[7][8][4] In line with his title, Figes offers an unqualifiedly negative assessment of the revolution due to its alleged failure to overcome the social inequality of the Tsarist era and its apparent unpopularity, expressed in various revolts against the Bolsheviks by 1921.
[6] The dominant colouring of the account has been described as "dark, at times completely black"[12] and the attribution of the Russian people's incapacity for self-government to their deep-seated political and cultural legacy said to advance a fatalistic philosophy of history.
[8][4][2] While Figes's first book used archival sources to offer a structural analysis of Russian peasant society through the quantitative method, A People's Tragedy consciously departs from this approach and puts the anecdote first in its pursuit of the individual experience of the revolution.
One reviewer contrasted the "aggressive promotion" of the book, which he considered "a market-driven piece of history", with the reception of its more scholarly predecessor, the "perceptive and path-breaking" Peasant Russia, Civil War (1989).
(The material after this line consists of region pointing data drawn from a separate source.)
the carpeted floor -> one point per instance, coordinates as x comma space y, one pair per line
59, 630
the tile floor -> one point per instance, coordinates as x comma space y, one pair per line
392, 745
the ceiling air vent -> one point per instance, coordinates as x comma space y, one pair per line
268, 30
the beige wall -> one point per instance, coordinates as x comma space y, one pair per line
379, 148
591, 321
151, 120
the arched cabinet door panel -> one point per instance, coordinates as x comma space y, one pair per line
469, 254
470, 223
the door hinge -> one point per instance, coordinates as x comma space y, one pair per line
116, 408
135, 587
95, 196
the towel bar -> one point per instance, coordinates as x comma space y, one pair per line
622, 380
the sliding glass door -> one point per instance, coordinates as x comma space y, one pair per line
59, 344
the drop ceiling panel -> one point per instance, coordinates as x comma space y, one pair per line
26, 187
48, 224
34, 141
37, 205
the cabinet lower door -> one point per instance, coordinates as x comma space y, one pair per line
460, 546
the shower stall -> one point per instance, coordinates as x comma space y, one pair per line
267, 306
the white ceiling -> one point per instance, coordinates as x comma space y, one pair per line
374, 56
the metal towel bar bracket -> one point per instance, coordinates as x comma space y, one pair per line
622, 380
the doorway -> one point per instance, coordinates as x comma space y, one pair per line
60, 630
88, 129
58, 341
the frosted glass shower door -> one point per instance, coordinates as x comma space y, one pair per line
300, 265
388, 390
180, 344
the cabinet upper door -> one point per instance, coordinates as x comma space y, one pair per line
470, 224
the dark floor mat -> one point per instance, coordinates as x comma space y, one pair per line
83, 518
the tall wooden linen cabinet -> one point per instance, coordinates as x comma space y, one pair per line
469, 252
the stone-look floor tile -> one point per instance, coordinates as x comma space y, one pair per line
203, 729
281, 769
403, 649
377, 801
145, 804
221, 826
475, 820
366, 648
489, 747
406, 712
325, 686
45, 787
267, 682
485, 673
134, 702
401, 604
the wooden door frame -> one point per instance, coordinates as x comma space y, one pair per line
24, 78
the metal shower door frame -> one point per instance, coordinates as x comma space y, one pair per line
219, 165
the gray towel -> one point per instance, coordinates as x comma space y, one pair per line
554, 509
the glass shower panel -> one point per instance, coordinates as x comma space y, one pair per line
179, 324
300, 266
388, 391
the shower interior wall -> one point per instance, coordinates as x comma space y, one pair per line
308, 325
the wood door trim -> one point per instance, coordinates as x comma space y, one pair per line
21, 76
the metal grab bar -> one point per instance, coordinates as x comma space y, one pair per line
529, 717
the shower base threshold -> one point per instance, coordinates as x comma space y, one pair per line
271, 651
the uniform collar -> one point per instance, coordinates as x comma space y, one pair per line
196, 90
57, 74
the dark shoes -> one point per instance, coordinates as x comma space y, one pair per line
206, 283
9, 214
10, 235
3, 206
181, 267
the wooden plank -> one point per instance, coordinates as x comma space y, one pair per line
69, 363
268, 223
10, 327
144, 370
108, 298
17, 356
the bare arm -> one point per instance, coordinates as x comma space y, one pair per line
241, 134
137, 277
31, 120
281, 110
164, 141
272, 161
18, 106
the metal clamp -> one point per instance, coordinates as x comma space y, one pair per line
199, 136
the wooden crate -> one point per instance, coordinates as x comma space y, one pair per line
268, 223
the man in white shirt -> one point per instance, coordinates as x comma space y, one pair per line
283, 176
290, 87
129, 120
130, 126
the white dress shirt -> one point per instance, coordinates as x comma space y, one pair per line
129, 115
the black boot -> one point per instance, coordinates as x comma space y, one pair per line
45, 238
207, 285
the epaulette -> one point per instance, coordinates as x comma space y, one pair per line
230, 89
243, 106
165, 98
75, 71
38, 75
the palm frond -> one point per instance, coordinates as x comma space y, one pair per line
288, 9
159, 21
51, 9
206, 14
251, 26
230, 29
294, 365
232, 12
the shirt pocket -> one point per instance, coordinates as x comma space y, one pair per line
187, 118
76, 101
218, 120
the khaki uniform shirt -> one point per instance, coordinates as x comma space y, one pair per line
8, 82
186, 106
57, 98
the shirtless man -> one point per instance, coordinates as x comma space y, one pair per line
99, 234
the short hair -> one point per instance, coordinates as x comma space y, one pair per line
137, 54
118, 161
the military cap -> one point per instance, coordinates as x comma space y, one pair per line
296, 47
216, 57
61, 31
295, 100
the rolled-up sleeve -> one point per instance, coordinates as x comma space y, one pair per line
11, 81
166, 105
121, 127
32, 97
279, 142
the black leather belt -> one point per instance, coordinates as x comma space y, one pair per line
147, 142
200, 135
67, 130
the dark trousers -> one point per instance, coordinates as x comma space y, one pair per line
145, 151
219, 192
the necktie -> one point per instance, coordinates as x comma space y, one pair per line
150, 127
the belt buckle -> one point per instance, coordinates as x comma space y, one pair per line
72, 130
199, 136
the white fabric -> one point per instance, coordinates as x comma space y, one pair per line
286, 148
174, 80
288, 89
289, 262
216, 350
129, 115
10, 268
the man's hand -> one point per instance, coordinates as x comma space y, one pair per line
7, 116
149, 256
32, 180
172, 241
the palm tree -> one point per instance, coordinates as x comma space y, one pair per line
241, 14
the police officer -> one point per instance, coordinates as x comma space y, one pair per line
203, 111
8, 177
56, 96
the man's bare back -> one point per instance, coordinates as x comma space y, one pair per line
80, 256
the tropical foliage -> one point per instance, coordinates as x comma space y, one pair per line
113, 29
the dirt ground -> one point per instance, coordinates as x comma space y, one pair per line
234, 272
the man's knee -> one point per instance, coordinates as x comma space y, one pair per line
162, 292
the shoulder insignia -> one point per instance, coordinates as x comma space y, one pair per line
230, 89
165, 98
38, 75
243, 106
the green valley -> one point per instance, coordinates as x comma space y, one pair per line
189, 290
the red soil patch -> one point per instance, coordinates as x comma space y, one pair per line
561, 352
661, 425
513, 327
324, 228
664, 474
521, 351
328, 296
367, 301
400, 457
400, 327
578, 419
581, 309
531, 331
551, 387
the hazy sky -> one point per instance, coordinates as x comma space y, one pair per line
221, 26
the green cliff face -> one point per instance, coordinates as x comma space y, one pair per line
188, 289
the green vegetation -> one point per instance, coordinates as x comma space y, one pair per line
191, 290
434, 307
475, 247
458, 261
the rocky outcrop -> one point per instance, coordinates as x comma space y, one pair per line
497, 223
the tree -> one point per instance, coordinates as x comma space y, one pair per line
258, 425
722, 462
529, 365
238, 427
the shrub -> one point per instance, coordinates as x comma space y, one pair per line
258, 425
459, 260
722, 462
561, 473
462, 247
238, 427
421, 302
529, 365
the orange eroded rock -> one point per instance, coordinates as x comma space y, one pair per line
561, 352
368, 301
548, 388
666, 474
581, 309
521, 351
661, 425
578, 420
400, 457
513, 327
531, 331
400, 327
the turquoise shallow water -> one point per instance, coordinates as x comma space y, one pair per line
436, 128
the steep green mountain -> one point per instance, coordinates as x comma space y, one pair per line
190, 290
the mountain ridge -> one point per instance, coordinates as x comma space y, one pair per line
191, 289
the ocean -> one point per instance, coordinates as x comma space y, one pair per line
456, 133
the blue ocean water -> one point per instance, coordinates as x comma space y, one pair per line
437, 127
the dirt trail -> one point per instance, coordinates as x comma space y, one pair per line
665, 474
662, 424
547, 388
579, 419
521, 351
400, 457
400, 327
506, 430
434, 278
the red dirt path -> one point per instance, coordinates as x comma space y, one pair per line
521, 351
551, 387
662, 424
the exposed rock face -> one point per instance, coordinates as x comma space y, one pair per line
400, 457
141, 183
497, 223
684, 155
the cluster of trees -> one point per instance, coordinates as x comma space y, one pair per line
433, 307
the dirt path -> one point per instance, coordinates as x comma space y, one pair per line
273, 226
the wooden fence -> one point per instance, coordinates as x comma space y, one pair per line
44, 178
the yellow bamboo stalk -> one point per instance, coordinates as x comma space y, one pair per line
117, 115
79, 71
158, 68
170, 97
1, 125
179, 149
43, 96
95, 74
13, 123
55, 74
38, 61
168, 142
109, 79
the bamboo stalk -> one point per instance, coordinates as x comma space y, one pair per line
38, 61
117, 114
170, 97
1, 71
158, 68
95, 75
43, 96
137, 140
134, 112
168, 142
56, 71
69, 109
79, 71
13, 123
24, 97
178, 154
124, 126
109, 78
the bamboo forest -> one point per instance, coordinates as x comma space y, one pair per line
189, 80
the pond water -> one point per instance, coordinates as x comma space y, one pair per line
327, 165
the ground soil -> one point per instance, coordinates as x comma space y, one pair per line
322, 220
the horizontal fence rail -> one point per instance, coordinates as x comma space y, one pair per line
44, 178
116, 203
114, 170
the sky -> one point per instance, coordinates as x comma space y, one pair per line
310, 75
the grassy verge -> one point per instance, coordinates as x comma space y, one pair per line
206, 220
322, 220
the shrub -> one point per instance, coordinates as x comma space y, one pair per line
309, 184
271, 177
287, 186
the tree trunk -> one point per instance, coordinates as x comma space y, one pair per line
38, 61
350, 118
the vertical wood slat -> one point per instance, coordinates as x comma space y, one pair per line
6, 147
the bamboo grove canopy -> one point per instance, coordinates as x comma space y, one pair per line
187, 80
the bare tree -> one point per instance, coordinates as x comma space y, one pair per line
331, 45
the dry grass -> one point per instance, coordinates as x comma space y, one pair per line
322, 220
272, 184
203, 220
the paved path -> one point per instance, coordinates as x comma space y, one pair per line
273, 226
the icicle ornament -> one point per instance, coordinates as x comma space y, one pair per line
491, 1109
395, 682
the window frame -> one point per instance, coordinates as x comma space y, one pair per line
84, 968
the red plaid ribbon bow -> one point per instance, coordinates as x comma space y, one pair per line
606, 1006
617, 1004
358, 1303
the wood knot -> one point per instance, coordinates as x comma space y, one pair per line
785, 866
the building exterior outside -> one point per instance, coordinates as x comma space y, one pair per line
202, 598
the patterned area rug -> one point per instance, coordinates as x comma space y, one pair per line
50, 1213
[2] Richard J. Evans, Figes' predecessor at Birkbeck, characterised A People's Tragedy as "an almost self-consciously literary narrative of the Russian Revolution and Civil War, weaving in the stories of individuals, some of them very obscure, to the larger picture, and eschewing ... socioeconomic and statistical analysis", and thus an example of the unacknowledged "theoretical and methodological impact of postmodernism".